L’Inter è sempre stata una delle squadre più argentine d’Italia, con un legame speciale nei confronti del Paese sudamericano. Se nel 2010 il capitano era Javier Zanetti, oggi la fascia è sul braccio di Lautaro Martinez. Anche se sarebbe più corretto paragonare il Toro a Diego Milito, per questioni di ruolo e affinità realizzative. Il Principe segnò 6 gol in tutto in quell’edizione rimasta nella storia per il Triplete dell’Inter. L’attuale numero 10 dei nerazzurri ne ha segnati 9 invece. A prescindere, entrambi sono stati trascinatori dei rispettivi gruppi. Un passaggio di consegne quasi scontato.

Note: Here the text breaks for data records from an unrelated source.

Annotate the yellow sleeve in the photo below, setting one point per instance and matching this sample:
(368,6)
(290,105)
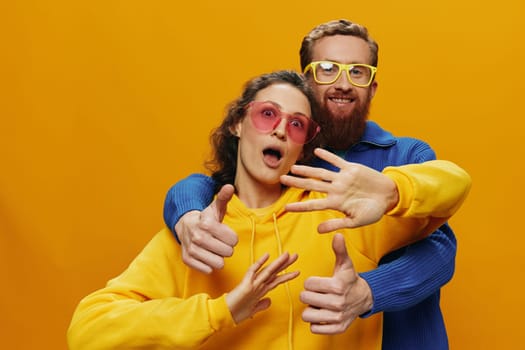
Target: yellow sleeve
(436,188)
(429,194)
(143,307)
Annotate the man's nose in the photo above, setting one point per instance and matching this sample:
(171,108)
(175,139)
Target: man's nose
(343,82)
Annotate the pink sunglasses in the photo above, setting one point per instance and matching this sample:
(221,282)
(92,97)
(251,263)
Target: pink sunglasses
(266,116)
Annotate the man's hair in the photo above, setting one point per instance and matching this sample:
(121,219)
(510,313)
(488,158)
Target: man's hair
(336,27)
(223,161)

Per il resto i moduli sono decisamente differenti. 4-2-3-1 per Mourinho e 3-5-2 per Inzaghi. In entrambi i casi, però, massima attenzione alla fase difensiva. Con il portoghese anche Eto’o e Pandev erano chiamati a dare una mano così come per il piacentino anche gli attaccanti devono partecipare alla fase passiva. La forza, comunque, rimane sulle fasce. Se un tempo c’era Maicon oggi c’è Dumfries a far volare l’Inter.